Friday, 12 February 2010

Kilning ca 1905

Not Southby today, you lucky devils. This time its Baker from a couple of decades later. The topic is malting.

High-dried malt. I've been trying to get clear in my mind exactly what is was. Partly because those flipping Truman's Burton logs are full of the stuff. The text below makes it sound like something half-way between pale and amber malt. Though the way its use is described, it strikes me as perhaps being more like Mild Ale malt with maybe a touch more colour.


This most important operation is divided into two stages, drying and curing. During the curing the character of the product is finally determined. The drying is effected by passing large volumes of warm air through the layer of malt.
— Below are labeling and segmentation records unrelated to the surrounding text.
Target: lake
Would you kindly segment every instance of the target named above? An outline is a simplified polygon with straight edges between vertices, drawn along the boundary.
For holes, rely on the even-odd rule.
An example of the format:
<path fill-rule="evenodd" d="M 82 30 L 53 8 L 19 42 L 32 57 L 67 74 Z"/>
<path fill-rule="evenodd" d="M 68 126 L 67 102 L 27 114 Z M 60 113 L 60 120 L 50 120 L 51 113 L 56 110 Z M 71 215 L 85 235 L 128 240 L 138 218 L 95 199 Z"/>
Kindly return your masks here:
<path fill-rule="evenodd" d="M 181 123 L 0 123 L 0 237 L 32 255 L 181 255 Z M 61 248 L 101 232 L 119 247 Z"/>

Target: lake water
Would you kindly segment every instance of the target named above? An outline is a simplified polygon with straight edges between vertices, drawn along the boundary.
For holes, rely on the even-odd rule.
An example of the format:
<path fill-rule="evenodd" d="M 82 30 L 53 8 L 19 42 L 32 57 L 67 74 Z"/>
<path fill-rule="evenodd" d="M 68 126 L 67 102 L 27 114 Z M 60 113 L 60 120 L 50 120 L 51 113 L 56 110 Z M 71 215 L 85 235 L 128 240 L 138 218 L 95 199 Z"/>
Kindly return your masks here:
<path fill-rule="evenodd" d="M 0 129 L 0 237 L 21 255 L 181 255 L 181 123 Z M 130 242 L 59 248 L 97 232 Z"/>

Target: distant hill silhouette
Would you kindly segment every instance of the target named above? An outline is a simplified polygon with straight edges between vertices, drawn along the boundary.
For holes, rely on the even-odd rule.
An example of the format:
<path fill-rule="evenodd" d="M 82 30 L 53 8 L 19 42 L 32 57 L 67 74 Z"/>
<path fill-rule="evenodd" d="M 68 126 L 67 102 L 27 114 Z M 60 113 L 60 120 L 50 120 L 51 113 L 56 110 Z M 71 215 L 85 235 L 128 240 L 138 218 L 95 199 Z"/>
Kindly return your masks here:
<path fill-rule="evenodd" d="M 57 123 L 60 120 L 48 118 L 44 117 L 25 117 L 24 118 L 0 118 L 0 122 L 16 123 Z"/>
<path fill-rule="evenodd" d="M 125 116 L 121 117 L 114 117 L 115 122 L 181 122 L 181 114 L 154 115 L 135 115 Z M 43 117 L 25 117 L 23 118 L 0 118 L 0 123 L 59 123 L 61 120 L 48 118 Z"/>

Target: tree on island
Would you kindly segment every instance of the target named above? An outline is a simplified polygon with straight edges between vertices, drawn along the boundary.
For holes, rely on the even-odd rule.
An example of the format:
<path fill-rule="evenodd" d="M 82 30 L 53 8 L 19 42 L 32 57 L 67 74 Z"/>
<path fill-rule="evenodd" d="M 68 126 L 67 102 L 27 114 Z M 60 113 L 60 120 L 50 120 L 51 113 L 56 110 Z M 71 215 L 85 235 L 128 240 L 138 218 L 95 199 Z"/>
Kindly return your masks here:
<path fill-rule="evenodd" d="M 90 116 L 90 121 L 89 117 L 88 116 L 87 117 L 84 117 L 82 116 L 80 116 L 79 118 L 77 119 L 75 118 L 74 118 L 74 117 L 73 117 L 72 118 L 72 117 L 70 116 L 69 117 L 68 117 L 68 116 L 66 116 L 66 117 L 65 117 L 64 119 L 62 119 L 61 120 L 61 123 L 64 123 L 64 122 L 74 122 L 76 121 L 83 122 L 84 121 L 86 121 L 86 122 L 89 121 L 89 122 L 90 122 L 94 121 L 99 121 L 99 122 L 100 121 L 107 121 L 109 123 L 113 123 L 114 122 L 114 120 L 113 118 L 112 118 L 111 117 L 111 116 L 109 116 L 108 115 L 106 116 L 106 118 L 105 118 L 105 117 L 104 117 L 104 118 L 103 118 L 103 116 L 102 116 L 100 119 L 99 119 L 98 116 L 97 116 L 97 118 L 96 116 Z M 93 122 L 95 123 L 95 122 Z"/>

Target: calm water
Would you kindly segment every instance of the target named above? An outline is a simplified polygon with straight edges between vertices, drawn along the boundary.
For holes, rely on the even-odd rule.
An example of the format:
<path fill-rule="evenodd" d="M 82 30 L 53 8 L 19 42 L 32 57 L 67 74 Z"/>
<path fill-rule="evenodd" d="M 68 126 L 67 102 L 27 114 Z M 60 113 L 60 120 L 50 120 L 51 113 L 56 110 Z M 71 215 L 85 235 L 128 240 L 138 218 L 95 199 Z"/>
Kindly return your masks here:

A high temperature is avoided at first, otherwise the diastase would be crippled or destroyed, and the starch gelatinised. During the drying process the malt is frequently forked and turned over, so that a free passage of air may be ensured.

On the first day of kilning, the temperature does not exceed 95° to 100° F. During the second day this is slowly raised to 120° to 125°, the third day to 140° to 150°, the fourth day the malt is finished off at the desired temperature. This is allowed to fall gradually, and the malt is heaped up on the kiln. The time during which a malt is kept on the kiln varies according to the quantity; some maltsters dry and cure in forty-eight hours, but the majority take three or four days. The object in view is gradually to raise the temperature to a maximum, and maintain it for a length of time sufficient to enable the heat to penetrate to the centre of the individual corns. During the curing process the diastatic capacity is greatly restricted, the malt is rendered friable, and the flavour is developed.

Varieties of malt:—

Pale malt for pale ale brewing is finished off at a temperature of . . 180°-200° F.
High dried malt for mild ale and stouts 200°-225° F.
Amber malt for mild ale and stouts 225°-240° F.

Brown malt is dried off rapidly over a wood fire. It has a much higher colour than amber malt, and no diastatic capacity. Black or patent malt is malt which is roasted, so as to produce the maximum amount of colouring matter. Roasted barley is now largely used in place of black malt, as it is cheaper and in most cases gives equally satisfactory results.

In this country malt is cured by exposure to the products of combustion from the kiln furnace. Curing by indirect heat, viz. the products of combustion being excluded from actual contact with the malt, is not usual in the United Kingdom, but is practised more in Continental and American maltings. Probably the part played by the products of combustion in conferring flavour on the malt has been much exaggerated. Excellent beers have been obtained from malts cured by indirect heat."
Source: "The brewing industry" by Julian L. Baker, 1905, pages 27 - 28.

I haven't forgotten Southby. More to come from him. On malt and brewing water.


Gary Gillman said...

In the 1763 account the gentleman from Hertfordshire refers to "high dried brown malt", which had to be different again. He refers too to the dark colour of the resultant beer. This must have been a kind of malt mild or pale malt finished off rapidly but retaining diastatic capacity as we have discussed earlier. That was a brown stout recipe after all..


Gary Gillman said...

The last paragraph is rather thought-provoking, since most older accounts seem to stress, except for brown malt, the need to avoid a smoky taste in malt.

Probably a relativity factor can be implied here, but still, here we read essentially that a smoky taste is part of the palate of English beer.

The products of combustion would have include wood and even if coke or coal was meant as well, one has to conclude from the tenor of the remarks that these too imparted a quality indirect heat would not.

This suggests to me the palate of English beer was different before 1900 for this reason alone.